Program hibah tersebut ditujukan untuk memberikan bantuan teknis kepada para ofisial Kementerian Keuangan Laos dalam mempersiapkan agenda penyelenggaraan pertemuan ASEAN 2024, di antaranya melalui serangkaian kegiatan sharing session, peningkatan kapasitas, dan penyelenggaraan pertemuan.
Advertisement
“Dukungan ini tidak hanya menunjukkan komitmen kerja sama yang erat antara pemerintah Indonesia dan Laos, namun juga menekankan bagaimana pentingnya melanjutkan kemitraan,” kata Wakil Menteri Keuangan Suahasil Nazara dalam keterangannya di Jakarta, Kamis.
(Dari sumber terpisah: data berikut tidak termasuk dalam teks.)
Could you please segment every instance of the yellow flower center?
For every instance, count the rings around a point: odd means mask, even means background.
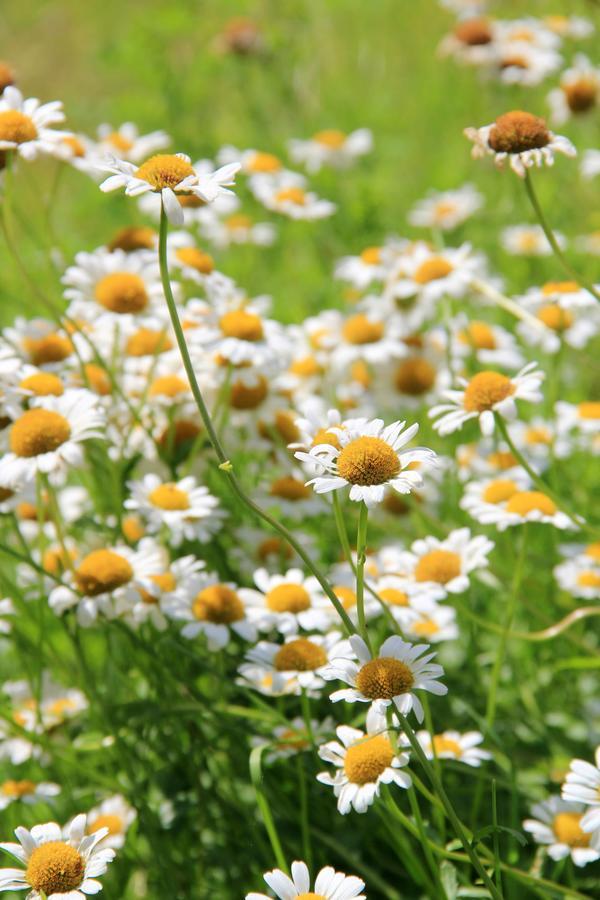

Dia menjelaskan dalam Keketuaan ASEAN tahun lalu, Indonesia memiliki beberapa inisiatif yang masih perlu dilanjutkan dalam Keketuaan ASEAN 2024, khususnya inisiatif-inisiatif baru yang diusulkan oleh Indonesia di jalur keuangan seperti kolaborasi sektor keuangan dan kesehatan (ASEAN Joint Finance and Health Ministerial Meeting) dan Pembentukan Forum Perbendaharaan ASEAN (ASEAN Treasury Forum).
Selain itu, komitmen Indonesia di ASEAN Finance Process juga diwujudkan dengan membantu perumusan hal-hal substantif dan pengaturan logistik. Dalam pelaksanaan kegiatannya, LDKPI bekerja sama dengan Badan Kebijakan Fiskal (BKF) Kementerian Keuangan.
Selanjutnya, dalam Keketuaan ASEAN 2024 ini, Laos sebagai chairmanship bertanggung jawab dalam merumuskan agenda prioritas keketuaan 2024 dan juga mempunyai tanggung jawab untuk melanjutkan agenda-agenda yang telah dimandatkan.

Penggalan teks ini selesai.